Donald Tusk prezentuje dwie wizje co do przyszłości unijnego budżetu na lata 2014-2020 - ujawnia brukselska korespondentka RMF FM Katarzyna Szymańska-Borginon. Premier mówi dziennikarzom, że liczy na happy end, ale w rozmowie z szefem europarlamentu zdecydowanie traci pewność siebie.

Eurodeputowani chcą zawetować unijny budżet, który daje Polsce ponad 105 miliardów euro. W środę przegłosowali rezolucję wzywającą do odrzucenia go. Pojawiło się więc ryzyko, że Polska może stracić część wywalczonych już funduszy.  Nasza korespondentka dowiedziała się, że eurodeputowani dostali informacje o tym, ile każdy z krajów otrzymuje w nowym budżecie.
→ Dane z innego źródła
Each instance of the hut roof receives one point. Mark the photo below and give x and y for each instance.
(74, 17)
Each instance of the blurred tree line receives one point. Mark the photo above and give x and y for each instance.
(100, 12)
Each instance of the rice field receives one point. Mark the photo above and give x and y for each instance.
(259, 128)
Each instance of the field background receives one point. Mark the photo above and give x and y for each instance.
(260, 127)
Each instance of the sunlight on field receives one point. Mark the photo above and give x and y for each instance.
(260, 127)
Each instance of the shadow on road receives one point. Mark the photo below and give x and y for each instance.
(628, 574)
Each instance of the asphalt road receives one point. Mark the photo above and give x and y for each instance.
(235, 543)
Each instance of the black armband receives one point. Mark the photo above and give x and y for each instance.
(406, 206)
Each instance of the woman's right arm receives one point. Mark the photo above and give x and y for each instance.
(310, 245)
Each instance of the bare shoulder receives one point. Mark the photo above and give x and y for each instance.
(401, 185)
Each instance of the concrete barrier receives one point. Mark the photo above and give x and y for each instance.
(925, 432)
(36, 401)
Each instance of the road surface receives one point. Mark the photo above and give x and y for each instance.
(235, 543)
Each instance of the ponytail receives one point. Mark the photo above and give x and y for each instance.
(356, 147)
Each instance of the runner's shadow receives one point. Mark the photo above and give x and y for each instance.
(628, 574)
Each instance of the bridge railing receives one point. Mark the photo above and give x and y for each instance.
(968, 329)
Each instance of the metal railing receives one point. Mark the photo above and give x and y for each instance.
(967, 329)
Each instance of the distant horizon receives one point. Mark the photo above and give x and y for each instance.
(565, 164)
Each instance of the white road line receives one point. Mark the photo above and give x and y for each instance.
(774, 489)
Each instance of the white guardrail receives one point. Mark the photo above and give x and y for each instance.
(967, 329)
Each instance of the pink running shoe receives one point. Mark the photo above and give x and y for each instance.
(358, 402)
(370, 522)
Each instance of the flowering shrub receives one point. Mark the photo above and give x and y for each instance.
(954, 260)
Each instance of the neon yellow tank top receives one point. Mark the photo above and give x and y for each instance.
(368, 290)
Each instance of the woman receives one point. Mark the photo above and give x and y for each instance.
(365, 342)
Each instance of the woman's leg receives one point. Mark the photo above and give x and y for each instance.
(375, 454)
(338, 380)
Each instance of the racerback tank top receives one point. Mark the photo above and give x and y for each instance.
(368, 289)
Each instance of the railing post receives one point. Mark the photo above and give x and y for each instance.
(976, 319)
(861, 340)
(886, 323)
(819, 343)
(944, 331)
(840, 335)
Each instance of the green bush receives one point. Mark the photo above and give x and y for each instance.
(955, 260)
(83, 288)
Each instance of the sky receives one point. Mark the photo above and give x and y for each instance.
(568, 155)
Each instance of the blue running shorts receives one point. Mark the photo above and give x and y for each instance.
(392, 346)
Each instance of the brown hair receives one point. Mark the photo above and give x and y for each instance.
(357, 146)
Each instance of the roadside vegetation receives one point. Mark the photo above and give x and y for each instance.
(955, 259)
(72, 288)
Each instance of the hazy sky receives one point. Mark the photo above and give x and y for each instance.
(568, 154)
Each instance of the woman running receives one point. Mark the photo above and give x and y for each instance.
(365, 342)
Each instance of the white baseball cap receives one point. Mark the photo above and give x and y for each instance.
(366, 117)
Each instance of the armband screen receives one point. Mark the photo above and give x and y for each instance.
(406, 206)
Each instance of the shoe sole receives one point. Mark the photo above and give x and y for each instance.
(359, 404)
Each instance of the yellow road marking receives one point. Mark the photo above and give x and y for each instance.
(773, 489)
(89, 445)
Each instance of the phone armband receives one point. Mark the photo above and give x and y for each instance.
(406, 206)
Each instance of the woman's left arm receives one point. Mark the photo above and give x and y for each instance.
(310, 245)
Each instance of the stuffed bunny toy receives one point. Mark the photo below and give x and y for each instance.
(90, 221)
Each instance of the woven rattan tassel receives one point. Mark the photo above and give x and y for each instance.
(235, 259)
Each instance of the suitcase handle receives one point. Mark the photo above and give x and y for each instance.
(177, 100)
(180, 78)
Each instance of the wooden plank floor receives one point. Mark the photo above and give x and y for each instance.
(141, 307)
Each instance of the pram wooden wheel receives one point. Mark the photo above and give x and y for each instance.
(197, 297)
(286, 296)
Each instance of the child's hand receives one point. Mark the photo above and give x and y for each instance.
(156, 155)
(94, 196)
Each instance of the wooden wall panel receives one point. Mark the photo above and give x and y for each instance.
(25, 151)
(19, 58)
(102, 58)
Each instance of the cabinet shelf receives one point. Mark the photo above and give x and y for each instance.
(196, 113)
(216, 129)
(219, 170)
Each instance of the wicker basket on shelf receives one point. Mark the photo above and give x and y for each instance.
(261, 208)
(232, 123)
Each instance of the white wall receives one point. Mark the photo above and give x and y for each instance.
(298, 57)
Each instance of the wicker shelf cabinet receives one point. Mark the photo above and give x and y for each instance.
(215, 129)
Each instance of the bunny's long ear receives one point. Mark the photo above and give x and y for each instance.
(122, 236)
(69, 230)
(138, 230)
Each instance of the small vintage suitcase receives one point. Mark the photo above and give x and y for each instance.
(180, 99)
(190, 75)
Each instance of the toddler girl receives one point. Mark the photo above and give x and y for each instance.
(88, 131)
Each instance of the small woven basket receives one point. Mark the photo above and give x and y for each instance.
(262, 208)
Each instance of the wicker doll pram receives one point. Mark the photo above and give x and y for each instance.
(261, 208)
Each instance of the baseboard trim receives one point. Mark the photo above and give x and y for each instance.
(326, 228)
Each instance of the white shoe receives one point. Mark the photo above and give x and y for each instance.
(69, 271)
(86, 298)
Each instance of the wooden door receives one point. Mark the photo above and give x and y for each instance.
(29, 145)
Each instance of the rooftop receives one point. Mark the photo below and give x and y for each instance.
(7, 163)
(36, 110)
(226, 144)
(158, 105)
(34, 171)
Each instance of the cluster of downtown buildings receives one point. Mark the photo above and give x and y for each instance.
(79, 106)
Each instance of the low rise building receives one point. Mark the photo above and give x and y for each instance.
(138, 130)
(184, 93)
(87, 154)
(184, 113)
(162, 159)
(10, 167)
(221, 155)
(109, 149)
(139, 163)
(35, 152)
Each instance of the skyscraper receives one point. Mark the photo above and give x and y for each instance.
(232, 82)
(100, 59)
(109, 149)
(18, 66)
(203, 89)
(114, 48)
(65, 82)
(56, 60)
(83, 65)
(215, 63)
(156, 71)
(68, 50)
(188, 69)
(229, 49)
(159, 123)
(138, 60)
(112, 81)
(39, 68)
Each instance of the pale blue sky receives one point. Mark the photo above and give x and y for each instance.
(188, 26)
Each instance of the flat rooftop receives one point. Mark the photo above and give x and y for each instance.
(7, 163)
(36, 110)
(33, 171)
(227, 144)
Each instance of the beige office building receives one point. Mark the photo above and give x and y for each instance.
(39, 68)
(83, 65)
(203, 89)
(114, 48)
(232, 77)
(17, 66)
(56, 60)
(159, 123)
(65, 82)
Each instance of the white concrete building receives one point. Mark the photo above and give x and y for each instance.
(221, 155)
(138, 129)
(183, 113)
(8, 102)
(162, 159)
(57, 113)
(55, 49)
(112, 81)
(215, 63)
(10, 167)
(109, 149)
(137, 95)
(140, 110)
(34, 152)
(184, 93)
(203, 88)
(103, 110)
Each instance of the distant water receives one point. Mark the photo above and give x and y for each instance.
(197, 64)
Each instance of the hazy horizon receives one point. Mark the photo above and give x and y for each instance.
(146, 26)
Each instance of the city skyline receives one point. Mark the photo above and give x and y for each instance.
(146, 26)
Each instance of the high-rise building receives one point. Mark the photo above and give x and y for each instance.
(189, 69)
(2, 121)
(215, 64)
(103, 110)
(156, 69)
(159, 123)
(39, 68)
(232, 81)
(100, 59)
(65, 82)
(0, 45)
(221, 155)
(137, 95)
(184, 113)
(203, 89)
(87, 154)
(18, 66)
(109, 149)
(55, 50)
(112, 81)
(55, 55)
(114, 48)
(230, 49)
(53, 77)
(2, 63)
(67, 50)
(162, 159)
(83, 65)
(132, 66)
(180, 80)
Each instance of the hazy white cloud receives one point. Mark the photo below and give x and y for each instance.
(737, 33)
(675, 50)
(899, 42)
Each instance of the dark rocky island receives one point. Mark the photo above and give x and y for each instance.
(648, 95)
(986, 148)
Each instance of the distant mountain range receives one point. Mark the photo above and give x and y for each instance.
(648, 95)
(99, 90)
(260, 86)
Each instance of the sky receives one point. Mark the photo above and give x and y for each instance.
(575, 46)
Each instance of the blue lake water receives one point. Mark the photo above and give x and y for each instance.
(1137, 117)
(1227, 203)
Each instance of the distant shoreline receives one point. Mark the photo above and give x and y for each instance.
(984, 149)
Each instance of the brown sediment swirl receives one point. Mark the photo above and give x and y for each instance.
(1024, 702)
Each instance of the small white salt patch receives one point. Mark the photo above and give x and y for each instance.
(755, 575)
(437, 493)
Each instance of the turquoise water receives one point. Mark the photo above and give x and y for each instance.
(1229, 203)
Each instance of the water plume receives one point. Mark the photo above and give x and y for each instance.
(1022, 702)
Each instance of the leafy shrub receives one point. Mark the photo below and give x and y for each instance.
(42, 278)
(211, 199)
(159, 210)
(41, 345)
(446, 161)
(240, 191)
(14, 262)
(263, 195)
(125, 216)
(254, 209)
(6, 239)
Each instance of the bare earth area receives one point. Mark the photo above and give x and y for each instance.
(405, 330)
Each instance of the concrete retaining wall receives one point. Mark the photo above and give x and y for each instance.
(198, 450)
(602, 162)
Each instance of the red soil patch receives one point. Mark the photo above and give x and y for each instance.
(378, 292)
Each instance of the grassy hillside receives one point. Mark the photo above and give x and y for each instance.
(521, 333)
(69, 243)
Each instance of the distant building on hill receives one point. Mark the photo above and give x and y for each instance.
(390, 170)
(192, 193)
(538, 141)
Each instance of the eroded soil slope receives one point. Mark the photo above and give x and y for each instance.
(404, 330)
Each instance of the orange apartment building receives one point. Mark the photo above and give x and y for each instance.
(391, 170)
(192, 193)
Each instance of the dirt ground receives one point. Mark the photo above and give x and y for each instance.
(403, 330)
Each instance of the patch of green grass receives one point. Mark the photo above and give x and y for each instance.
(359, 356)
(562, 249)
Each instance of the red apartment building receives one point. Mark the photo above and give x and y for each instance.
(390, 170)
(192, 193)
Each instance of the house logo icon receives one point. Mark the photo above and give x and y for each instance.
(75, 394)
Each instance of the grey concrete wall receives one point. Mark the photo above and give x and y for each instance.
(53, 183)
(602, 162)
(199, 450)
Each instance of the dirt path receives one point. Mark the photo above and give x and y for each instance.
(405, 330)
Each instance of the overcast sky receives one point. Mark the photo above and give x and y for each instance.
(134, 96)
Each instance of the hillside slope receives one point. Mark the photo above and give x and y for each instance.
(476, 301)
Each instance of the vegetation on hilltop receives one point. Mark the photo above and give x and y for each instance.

Suma dla Polski była zaznaczona na czerwono, co sugeruje, że właśnie ona mogłaby się zmniejszyć. 

Mimo niepokojącej sytuacji Premier Tusk nie ma wątpliwości, że negocjacje z europarlamentem zakończą się  happy endem. Akurat w tej sprawie śpię absolutnie spokojnie - mówił dziennikarzom. Co znamienne, nie powtórzył tych słów w rozmowie z Martinem Schulzem. Mamy bardzo przyjacielskie relacje, ale nic mi takiego nie powiedział- ujawnił pytany przez Katarzynę Szymańską-Borginon przewodniczący europarlamentu. Poradził eż premierowi Tuskowi, by zaangażował się w wypracowanie kompromisu, jeżeli chce być pewny przyjęcia budżetu.